Orhan Kemal bir romanında bugünü anlatır adeta: "Bozuldu ağa bozuldu, dünya kökünden bozuldu. Üstüne bastığım toprak ayaklarımın altından kayıyor sanki. Bugün dünü arıyoruz, yarın da bugünü arayacağımızdan şüphen olmasın."
Adam kitaplarını satmaya karar verdi. Bütün gece yatakta döndü durdu, Bir türlü uyku tutmadı. “Kitap satmak” müthiş bir gönül rahatsızlığı içinde, Gecenin üçünü geçe dalabildi. Sabahleyin uyandığı zaman şakakları zonkluyordu. Gitti elini yüzünü yıkadı... “lakin kitap satmak” şakaklarının zonklaması bir türlü geçmiyordu. Helaya girdi çıktı, üstünü giyindi aynaya baktı, fakat kendini göremedi... “kitap satmak”saçlarını tararken tarak etine battı, canı yandı...” bununla beraber kitap satmak”
...
“Kitap sandığının başına oturdu. Onlara ne kadar yakındı! Her kitapta, onun düşüncelerinden bir şeyler… Kitapların her birinde haşiyeler, notlar, açıklamalar… Yahut kıymetli bulduğu satırların altlarındaki çizgiler…”
“İnsanlara kızmamaya alışın.
İnsanlar kızılmaya değil, acınmaya sevilmeye muhtaçtır.
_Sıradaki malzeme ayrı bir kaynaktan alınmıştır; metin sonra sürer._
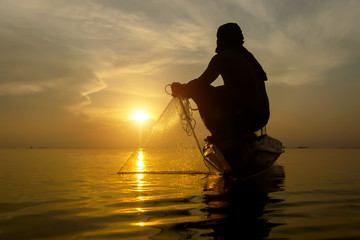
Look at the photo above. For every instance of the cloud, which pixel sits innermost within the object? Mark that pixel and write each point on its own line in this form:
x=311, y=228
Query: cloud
x=98, y=59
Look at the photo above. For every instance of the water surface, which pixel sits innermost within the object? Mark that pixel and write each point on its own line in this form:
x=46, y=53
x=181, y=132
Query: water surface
x=77, y=194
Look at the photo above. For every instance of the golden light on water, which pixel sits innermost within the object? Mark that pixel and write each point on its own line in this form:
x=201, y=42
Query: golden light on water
x=140, y=162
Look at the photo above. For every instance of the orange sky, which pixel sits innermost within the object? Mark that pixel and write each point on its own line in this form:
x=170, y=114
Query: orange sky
x=74, y=72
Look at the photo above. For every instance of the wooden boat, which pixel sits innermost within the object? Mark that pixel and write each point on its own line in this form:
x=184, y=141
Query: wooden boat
x=243, y=157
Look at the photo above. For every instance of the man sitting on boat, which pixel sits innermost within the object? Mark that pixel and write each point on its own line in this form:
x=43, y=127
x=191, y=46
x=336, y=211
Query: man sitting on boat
x=241, y=105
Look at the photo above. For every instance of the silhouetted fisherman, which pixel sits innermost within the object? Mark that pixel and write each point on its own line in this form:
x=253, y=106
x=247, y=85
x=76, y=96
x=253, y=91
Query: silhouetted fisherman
x=241, y=105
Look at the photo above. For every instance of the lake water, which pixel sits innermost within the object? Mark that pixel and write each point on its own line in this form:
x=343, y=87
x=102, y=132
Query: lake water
x=77, y=194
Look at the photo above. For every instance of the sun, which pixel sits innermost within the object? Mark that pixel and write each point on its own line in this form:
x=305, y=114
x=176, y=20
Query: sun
x=140, y=116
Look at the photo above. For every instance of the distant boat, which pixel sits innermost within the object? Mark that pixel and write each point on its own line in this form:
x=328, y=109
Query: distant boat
x=243, y=157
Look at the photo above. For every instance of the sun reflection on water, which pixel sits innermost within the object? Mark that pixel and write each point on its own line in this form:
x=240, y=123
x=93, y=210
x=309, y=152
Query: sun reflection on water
x=140, y=162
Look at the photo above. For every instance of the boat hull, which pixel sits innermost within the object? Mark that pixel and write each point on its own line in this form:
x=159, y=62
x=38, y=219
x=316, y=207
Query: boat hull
x=243, y=157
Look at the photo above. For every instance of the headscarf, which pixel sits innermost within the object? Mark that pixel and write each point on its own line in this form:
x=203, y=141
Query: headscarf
x=230, y=36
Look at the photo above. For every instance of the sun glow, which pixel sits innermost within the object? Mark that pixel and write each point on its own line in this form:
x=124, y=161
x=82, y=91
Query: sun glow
x=140, y=116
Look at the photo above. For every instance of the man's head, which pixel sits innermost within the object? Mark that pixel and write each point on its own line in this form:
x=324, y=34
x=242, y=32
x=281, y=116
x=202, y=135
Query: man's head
x=229, y=36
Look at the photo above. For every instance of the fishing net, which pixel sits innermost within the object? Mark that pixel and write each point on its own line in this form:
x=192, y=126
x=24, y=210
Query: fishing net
x=171, y=145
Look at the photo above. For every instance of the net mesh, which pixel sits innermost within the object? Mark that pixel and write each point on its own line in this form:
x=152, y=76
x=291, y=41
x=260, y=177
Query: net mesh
x=171, y=145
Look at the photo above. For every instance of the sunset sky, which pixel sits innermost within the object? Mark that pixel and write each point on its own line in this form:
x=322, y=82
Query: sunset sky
x=73, y=73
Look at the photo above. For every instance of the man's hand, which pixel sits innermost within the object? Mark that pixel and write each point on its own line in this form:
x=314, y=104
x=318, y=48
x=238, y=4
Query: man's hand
x=176, y=89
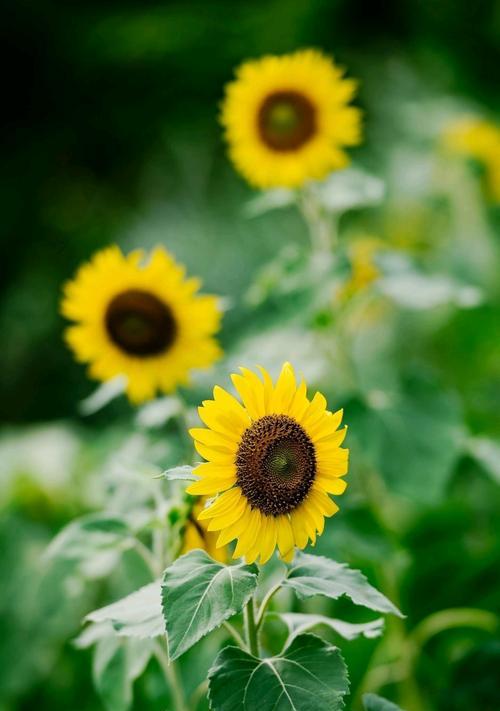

Ekmeğinizi alnınızın teriyle kazanın.
kitaplar satın alın, bol bol kitap okuyun..
Benim kim olduğumu öğrenip de ne yapacaksınız?
Bir insan işte…”
İnandığım doğruların adamı olduğum, böyle yaşadığım, karınca kararınca bu doğruların savaşını daha çok sanatımda yapmaya çalıştığım kursağıma hakkım olmayan bir tek kuruş dahi girmemiştir.